Hi,
I am using the following function to check the progress of a job executed on the cloud.
def check_study_status(study: Job):
""""""
status = study.status.status
while True:
status_info = study.status
print('\t# ------------------ #')
print(f'\t# pending runs: {status_info.runs_pending}')
print(f'\t# running runs: {status_info.runs_running}')
print(f'\t# failed runs: {status_info.runs_failed}')
print(f'\t# completed runs: {status_info.runs_completed}')
if status in [
JobStatusEnum.pre_processing, JobStatusEnum.running, JobStatusEnum.created,
JobStatusEnum.unknown
]:
time.sleep(15)
study.refresh()
status = status_info.status
else:
# study is finished
time.sleep(2)
break
Previously it was working ok. But today, it returns the following message:
Traceback (most recent call last):
File ~\AppData\Local\anaconda3\lib\site-packages\spyder_kernels\py3compat.py:356 in compat_exec
exec(code, globals, locals)
File c:\users\arr18sep\desktop\pollination\marl_cloud.py:860
check_study_status(study=study)
File ~\Desktop\pollination\herp\pollination_interact.py:136 in check_study_status
study.refresh()
File ~\AppData\Local\anaconda3\lib\site-packages\pollination_streamlit\interactors.py:95 in refresh
self._fetch_runs()
File ~\AppData\Local\anaconda3\lib\site-packages\pollination_streamlit\interactors.py:88 in _fetch_runs
self._runs = self.run_api.get_runs(self.owner, self.project, self.id)
File ~\AppData\Local\anaconda3\lib\site-packages\pollination_streamlit\api\runs.py:22 in get_runs
return self._run_results_request(owner, project, job_id)
File ~\AppData\Local\anaconda3\lib\site-packages\pollination_streamlit\api\runs.py:10 in _run_results_request
res = self.client.get(
File ~\AppData\Local\anaconda3\lib\site-packages\pollination_streamlit\api\client.py:82 in get
res.raise_for_status()
File ~\AppData\Local\anaconda3\lib\site-packages\requests\models.py:1021 in raise_for_status
raise HTTPError(http_error_msg, response=self)
HTTPError: 500 Server Error: Internal Server Error for url: https://api.pollination.cloud/projects/centipede-llc/seventh_tst/results?job_id=55ece200-dbed-466f-a889-0051d4feaadb&page=1
I have seen this before, but it was unusual. Now it does not even let me download the first of a series of jobs to submit. The models are uploaded, but apparently, after the first run of the function, it loses communication with the server and does not receive any further response.
Thanks for your help!
I have tried several times, even after receiving your response. The issue persists. The first batch of models is uploaded, but then the check study status function runs only once. The output freezes for more than a minute, and the same error is returned again. I have tried different IDEs, refreshing the API token and changing the project folder. Nothing seems to work.

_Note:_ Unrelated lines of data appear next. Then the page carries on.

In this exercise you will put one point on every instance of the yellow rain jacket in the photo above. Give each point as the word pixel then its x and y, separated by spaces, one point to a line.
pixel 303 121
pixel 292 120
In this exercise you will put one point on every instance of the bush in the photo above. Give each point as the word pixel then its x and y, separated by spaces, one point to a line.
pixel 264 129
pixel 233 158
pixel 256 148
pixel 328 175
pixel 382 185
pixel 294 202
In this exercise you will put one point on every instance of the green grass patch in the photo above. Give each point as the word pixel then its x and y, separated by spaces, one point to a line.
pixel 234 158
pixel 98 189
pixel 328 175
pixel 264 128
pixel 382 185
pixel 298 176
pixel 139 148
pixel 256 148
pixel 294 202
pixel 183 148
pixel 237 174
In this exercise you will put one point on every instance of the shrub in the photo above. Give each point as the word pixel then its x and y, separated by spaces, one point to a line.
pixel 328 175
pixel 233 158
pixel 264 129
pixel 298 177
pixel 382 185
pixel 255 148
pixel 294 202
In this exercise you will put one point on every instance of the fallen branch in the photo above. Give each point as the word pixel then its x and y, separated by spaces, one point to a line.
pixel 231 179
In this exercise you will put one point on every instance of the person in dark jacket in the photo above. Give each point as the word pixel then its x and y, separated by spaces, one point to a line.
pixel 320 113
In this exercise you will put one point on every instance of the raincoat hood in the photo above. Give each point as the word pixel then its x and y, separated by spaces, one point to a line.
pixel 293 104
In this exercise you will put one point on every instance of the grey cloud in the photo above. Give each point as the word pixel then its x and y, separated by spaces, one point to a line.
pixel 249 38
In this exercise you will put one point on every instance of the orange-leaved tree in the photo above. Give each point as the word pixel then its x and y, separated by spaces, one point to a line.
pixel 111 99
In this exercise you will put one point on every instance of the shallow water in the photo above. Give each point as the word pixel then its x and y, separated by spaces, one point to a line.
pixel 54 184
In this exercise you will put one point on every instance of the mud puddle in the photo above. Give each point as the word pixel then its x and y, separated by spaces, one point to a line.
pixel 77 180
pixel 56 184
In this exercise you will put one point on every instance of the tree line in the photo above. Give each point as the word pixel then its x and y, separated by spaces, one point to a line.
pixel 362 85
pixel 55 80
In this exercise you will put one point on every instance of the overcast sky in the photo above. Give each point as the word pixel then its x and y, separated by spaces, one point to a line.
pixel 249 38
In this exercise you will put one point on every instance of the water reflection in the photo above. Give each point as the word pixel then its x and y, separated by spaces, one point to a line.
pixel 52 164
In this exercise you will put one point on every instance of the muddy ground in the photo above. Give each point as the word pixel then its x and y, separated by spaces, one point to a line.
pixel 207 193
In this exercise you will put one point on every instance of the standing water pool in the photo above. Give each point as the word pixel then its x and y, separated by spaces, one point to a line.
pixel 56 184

This is the output just before the HTTP error:
It freezes there for more than a minute, and finally, the Error 500 is returned. This is definitely a communication error, as I can access my account and see the models uploaded and the jobs completed.
@serpoag - I updated the code under the other topic and tried running it a couple of times. Everything works as expected. Can you give it a try and let me know if it also works for you? Thanks.
Running perfectly as usual. Thanks! I tried with both the old code and the new one, both working fine. I guess it was a temporal issue from the server side. Did you find any possible cause?
Excellent! Yes. It was a misconfiguration on our end that affected a few internal calls. They were being timed out, so you would get a 500 response. This issue should not happen again. The other problem you faced before was because of the infrastructure unavailability which is out of our control. We have workflows in place that makes a recovery from those instances quickly but it can take a few seconds. The new check that I put in the code should keep your script running until the automated fix kicks in.